Ho recentemente conversato con un carissimo amico, il quale mi invitava a riflettere sul momento storico che stiamo vivendo: una impressionante e infinita sequela di cataclismi di carattere ecologico si sta abbattendo su di noi, che fatichiamo a renderci conto dell’enormità delle cause e delle conseguenze. L’aria e l’acqua, vale a dire gli elementi fondamentali della nostra esistenza materiale sono messi in discussione da un progressivo inarrestabile inquinamento che, a sua volta, provoca sovvertimento degli equilibri naturali e cambiamenti climatici. Alla siccità sta facendo seguito lo scioglimento dei ghiacciai: una perversa spirale che ci sta investendo.
In parallelo, ma non senza collegamenti strutturali, le epidemie mettono a soqquadro il nostro modo di vivere e precarizzano ulteriormente la nostra già fragile vita. La guerra aggiunge la ciliegiona sulla torta, che ci viene servita sul piatto d’argento della contemporaneità.
La morale della favola è che abbiamo costruito un mondo che non regge e viene messo in discussione da questi eventi catastrofici, che abbiamo volutamente esorcizzato fino al momento in cui hanno inesorabilmente dilagato.
Purtroppo a fronte di queste sconvolgenti novità (?) non riusciamo a elaborare nemmeno uno straccio di seria reazione: l’unica preoccupazione è quella di difendere il nostro sistema economico dai contraccolpi, senza capire che, così facendo, perpetuiamo le cause dei fenomeni apocalittici che si ripresenteranno a irregolare ma breve scadenza.
Faccio un esempio: come abbiamo governato la pandemia da covid 19? Facendo finta che fosse in via di rapida estinzione per lasciare spazio alla ripresa economica innescata dall’industria delle vacanze, sfruttando peraltro l’ansia psicologica del ritorno alla più fasulla delle normalità. E il virus si ripresenta “più bello e più superbo che pria”, mentre noi rimaniamo con un palmo di naso a pensare scriteriatamente a consumare le vacanze.
I governanti di tutte le specie e di tutti i livelli non sono in grado di mutare i meccanismi della società, perché il farlo richiederebbe la proposizione ai governati di enormi ed immediati sacrifici a fronte di benefici lontani ed incerti nel tempo. Bisognerebbe avere il coraggio di riprogrammare il mondo!
Volete un altro esempio? Introdurre schemi di pace nella consolidata economia di guerra comporterebbe autentiche rivoluzioni i cui effetti sono facilmente immaginabili: riconversioni produttive a non finire creerebbero distruzioni e macerie aggiuntive rispetto a quelle causate dai conflitti armati.

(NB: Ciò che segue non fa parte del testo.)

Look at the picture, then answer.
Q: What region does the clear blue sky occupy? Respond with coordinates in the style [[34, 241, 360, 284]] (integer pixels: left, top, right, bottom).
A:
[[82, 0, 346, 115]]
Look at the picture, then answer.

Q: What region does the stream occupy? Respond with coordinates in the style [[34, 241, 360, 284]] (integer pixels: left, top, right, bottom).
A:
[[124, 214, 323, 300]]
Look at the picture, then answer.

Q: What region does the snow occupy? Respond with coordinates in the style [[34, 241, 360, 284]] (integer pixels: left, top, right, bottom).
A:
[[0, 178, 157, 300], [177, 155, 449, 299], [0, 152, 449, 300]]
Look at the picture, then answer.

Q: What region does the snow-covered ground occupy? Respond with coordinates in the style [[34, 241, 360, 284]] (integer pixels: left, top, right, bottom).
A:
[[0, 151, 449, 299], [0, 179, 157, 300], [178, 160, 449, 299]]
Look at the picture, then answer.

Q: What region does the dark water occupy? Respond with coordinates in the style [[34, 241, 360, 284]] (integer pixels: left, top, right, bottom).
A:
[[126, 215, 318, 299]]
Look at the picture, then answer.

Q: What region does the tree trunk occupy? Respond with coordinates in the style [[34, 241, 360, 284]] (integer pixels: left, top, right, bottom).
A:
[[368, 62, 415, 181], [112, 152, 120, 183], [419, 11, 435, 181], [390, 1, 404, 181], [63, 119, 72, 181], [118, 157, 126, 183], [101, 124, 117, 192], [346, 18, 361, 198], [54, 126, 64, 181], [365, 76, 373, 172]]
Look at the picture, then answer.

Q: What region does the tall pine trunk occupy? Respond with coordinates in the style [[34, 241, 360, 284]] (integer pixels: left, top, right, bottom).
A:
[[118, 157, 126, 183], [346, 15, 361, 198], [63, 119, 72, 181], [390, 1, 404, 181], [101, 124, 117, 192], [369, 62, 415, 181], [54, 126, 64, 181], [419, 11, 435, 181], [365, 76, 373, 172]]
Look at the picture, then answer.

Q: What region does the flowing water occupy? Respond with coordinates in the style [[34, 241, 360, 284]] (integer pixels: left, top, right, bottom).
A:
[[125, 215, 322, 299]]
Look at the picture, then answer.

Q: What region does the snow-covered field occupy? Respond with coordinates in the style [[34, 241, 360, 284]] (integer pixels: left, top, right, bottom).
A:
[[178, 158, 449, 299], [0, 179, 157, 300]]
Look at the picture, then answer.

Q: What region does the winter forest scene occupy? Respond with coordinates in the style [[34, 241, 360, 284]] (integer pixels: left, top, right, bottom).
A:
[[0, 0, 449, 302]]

E chi potrebbe mai affrontare queste emergenze che stanno diventando vera e propria normalità? Coloro che il “sistema” ha messo a capo delle nazioni? Quanti sono insediati a difesa dello status quo? I gendarmi del mondo presente? Domande drammaticamente retoriche.
L’unica via di salvezza è un coraggioso e lento avvio di una macchina completamente nuova, che nessuno sa costruire e nessuno sa guidare. Quindi ci limitiamo a contare i danni ed a sperare che il futuro non sia così brutto come si può facilmente immaginare. Non so se i cambiamenti debbano partire dall’alto o dal basso, so che non si può rimanere a guardare imprecando alla malasorte. Chi governa deve avere il coraggio di prospettare i sacrifici impegnandosi almeno a renderli compatibili con la sopravvivenza. Chi è governato deve accettarli (quasi) a scatola chiusa per provare a verificare sulla propria pelle che un altro mondo sia possibile.
A ben pensarci si tratta di innescare un virtuoso meccanismo educativo come quello introdotto dal Vangelo e mirabilmente illustrato da Gianfranco Ravasi: “l’amore di Dio modellato su quello di un padre nei confronti del proprio figlio. Il ragazzo spesso non riesce a capire il comportamento del genitore che gli nega ciò che egli ritiene un bene immediato. In realtà il padre vede più avanti rispetto al figlio e non gli può mai fare del male, anche a costo di opporgli un diniego che il giovane non comprende e accoglie con amarezza”. Nella fase storica in cui viviamo al padre manca però il carisma per rendersi credibile e al figlio manca il senso critico dell’ubbidienza per diventare protagonista positivo. Dove andremo a finire?